The Corinthian Maid or The Origin of Painting by Joseph Wright of Derby 1782
(NGA, Washington)
I'm still trying to put the pieces together myself, and this is a very limited account to help my memory and further thoughts.  She started with Joseph Wright of Derby's painting of Dibutades recording the sleeping silhouette of her lover, just before he departs on a perilous journey, with only a spear and a dog to protect him.
Philip James de Loutherberg was the creator of the Eidophusikon presented in Leicester square in 1781. This was a 6ft by 8ft miniature mechanical theatre in which lamps, pulleys and stained glass slides were used to recreate dramatic scenes from nature.  It must have been very exciting but certainly eclipsed by the "fantasmagorie" of Etienne Gaspard "Robertson" Robert which took place in the Capuchin Convent near the Place Vendome.  The residents and visitors to post-revolutionary Paris were delighted to be frightened out of their wits with his show which depicted ghosts and skeletons emerging from a lightening-filled sky.  He created these effects by using multiple projectors, a magic lantern on wheels, a waxed screen and eerie sound effects.

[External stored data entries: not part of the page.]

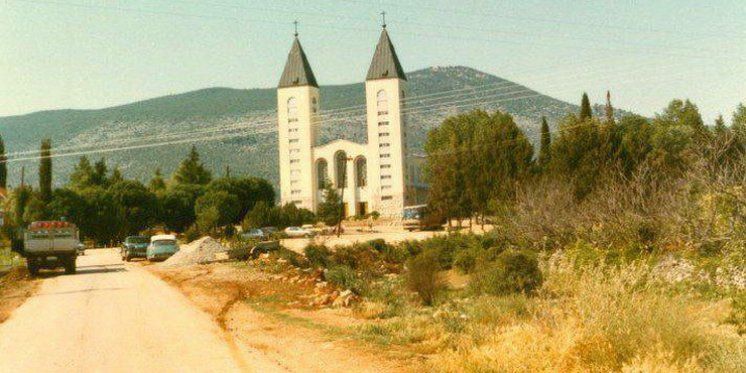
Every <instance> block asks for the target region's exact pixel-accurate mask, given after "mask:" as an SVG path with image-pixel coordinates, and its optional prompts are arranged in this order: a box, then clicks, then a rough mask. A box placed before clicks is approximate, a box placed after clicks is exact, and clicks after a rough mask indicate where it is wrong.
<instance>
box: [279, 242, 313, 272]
mask: <svg viewBox="0 0 746 373" xmlns="http://www.w3.org/2000/svg"><path fill="white" fill-rule="evenodd" d="M274 254H275V255H276V256H277V258H279V259H285V260H287V262H288V263H290V264H292V265H294V266H296V267H299V268H307V267H308V266H309V264H310V263H309V262H308V260H307V259H306V258H305V257H304V256H303V255H300V254H298V253H296V252H295V251H292V250H288V249H287V248H284V247H280V249H279V250H277V251H275V252H274Z"/></svg>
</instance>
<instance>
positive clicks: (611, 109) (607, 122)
mask: <svg viewBox="0 0 746 373" xmlns="http://www.w3.org/2000/svg"><path fill="white" fill-rule="evenodd" d="M605 114H606V123H607V124H612V125H613V124H614V122H615V121H614V107H613V106H611V92H610V91H606V108H605Z"/></svg>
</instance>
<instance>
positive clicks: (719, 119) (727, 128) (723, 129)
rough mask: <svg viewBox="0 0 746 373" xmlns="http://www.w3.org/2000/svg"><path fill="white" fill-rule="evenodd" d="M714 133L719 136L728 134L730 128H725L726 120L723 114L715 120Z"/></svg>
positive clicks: (716, 118) (718, 116) (713, 130)
mask: <svg viewBox="0 0 746 373" xmlns="http://www.w3.org/2000/svg"><path fill="white" fill-rule="evenodd" d="M713 131H714V132H715V135H717V136H723V135H725V134H726V133H727V132H728V127H726V126H725V119H723V115H722V114H721V115H718V117H717V118H715V128H713Z"/></svg>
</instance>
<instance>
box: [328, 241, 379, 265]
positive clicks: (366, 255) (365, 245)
mask: <svg viewBox="0 0 746 373" xmlns="http://www.w3.org/2000/svg"><path fill="white" fill-rule="evenodd" d="M332 258H333V260H334V263H336V264H339V265H346V266H349V267H350V268H354V269H365V270H369V269H373V268H374V267H375V264H376V262H378V260H379V254H378V252H377V251H376V250H374V249H373V248H372V247H370V246H369V245H367V244H354V245H350V246H338V247H336V248H335V249H334V254H332Z"/></svg>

The shadow moved from mass entertainment to the home in the Victorian era, when there was a need to be seen to contain the fear and control the phantoms but also entertain all those children tumbling around the parlour.   It looked as if Dad got his scissors out and made shadows on the wall with the help of a candle.  This was also the time of Arthur Rackham, who used his scissors to make silhouettes as well as the wonderful drawings, this one below is from Cinderella.


Marina Warner showed a lovely image of Lotte Reiniger's magical trick table, which she thought of as a magic horse or flying machine in which was able to take flight as an artist and filmmaker.  She told us that through listening to other writers on film (one of whom I remember was Ian Christie) she had been interested in the idea that the characters depicted in Reiniger's work are not shadows that materialise on the screen, but entities in their own right.

As well as outlining the historical background she also touched upon the concept of shadow and the material of shadow and it's metaphorical association with shade and darkness.  In this context she showed the works of William Kentridge and Kara Walker, both of whom embrace the political aspects of the material that they work with.  They both deserve more than a few sentences at the end here so I shall endeavour to write about them again.  In brief, Kara Walker revisits sites of 'darkness' in the American consciousness by satirising the literature of abolition, slavery and the civil war using enormous silhouettes, which are beautiful and very difficult to look at.  William Kentridge uses a direct animation method (as I often do).  He draws on an enormous piece of paper with charcoal and erases each frame before recording a new one, he refers to his method as 'stone age' animation, and Marina Warner suggested that he does this to 'thicken time and add memory'.  I think I can see what he means.